Gülsün Karamustafa'nın daha önce 4. İstanbul Bienali'nde yine Liman Saha İşletmeleri bölgesinde sergilenmiş 'New Orientation'ı (1995).
 
Yaşar Kemal ve Abidin Dino'dan
 
'Liman'ın en dikkat çekici çalışmalarından biri, Gülsün Karamustafa'nın 1995 İstanbul Bienali'nde yer alan ve çok ses getiren 'New Orientation' yerleştirmesi. Bienal zamanında da yine aynı bölgede sergilenen çalışmada Karamustafa liman ve Galata bölgesinde hayatını kaybeden kadınların baş harflerini ve ölüm tarihlerini gemilerde kullanılan kurdelelere işlemiş.
 
Sergide yer alan çalışmalardan biri de, Yaşar Kemal'in 1978 yılından itibaren Milliyet gazetesinde 91 gün tefrika edilen 'Deniz Küstü' romanı için Abidin Dino'nun, yazarın özel ricasıyla yaptığı tablolar. Sergide çalışmaları yer alan diğer usta isimler arasında Ömer Uluç, Burhan Doğançay, Ara Güler ve Özer Kabaş yer alıyor. Hüseyin Bahri Alptekin'in 'Jules Verne'in İzinde: Kéraban'a Dair' yerleştirmesi de yine sergi kapsamında görülebilecek.
 
Meriç Algün Ringborg'un 'Denize Kıyısı Olmayanlar İçin Hatıralıklar' (2015) adlı yerleştirmesi.
 
Arslan Sükan, Nevin Aladağ, Hasan Deniz ve Borga Kantürk'ün aralarında olduğu günümüz sanatçılarının işleri arasında, Meriç Algün Ringborg'un 2015'te Venedik Bienali'nin davetiyle tasarladığı 'Denize Kıyısı Olmayanlar için Hatıralıklar' yerleştirmesi ve Volkan Aslan'ın 2016'da Roma'da bulunan 21. yüzyıl sanatı müzesi MAXXI'de sergilenen, İstanbul Boğazı'nın silueti şeklinde inşa edilmiş, içi toprak dolu bir yük gemisini betimlediği 'Sevgili İstanbul' da yer alıyor.
 
 
Darzanà ikinci evinde
 
Venedik Bienali 15. Uluslararası Mimarlık Sergisi'nde Türkiye Pavyonu'nda yer alan 'Darzanà', sergi kapsamında İstanbul'da.

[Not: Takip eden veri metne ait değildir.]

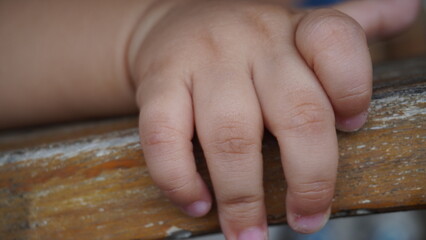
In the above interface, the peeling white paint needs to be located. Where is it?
[166,226,183,237]
[0,129,140,166]
[144,223,154,228]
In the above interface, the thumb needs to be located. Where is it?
[334,0,421,40]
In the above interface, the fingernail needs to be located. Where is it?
[336,111,368,132]
[238,227,266,240]
[292,210,330,233]
[182,201,211,217]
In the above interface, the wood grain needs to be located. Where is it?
[0,58,426,239]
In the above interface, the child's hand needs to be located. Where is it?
[0,0,419,239]
[130,1,420,239]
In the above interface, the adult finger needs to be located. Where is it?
[334,0,421,39]
[194,64,267,240]
[296,9,372,131]
[254,50,338,233]
[137,73,212,217]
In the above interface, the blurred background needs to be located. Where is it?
[192,0,426,240]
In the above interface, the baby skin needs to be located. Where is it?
[0,0,420,240]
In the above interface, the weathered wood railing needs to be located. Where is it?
[0,58,426,240]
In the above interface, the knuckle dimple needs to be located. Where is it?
[279,103,330,136]
[290,181,334,204]
[209,124,260,155]
[218,194,263,221]
[300,9,366,53]
[313,10,362,38]
[141,123,180,148]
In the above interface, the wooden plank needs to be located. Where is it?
[0,58,426,239]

Feride Çiçekoğlu, Mehmet Kütükçüoğlu ve Ertuğ Uçar'ın küratörlüğünü yaptığı çalışmada 17. yüzyılda Osmanlı Deniz Kuvvetleri'nde önemli bir yere sahip olmuş, kadırga kategorisinde bir gemi olan 'baştarda' Haliç kıyılarındaki tersane yapılarının içinde var olan atık malzemelerle yeniden inşa edilmişti. 'Darzanà', bir dönem Akdeniz’in ikiz limanları olan Venedik ve İstanbul arasında yeniden bir köprü kurmak amacını taşıyor.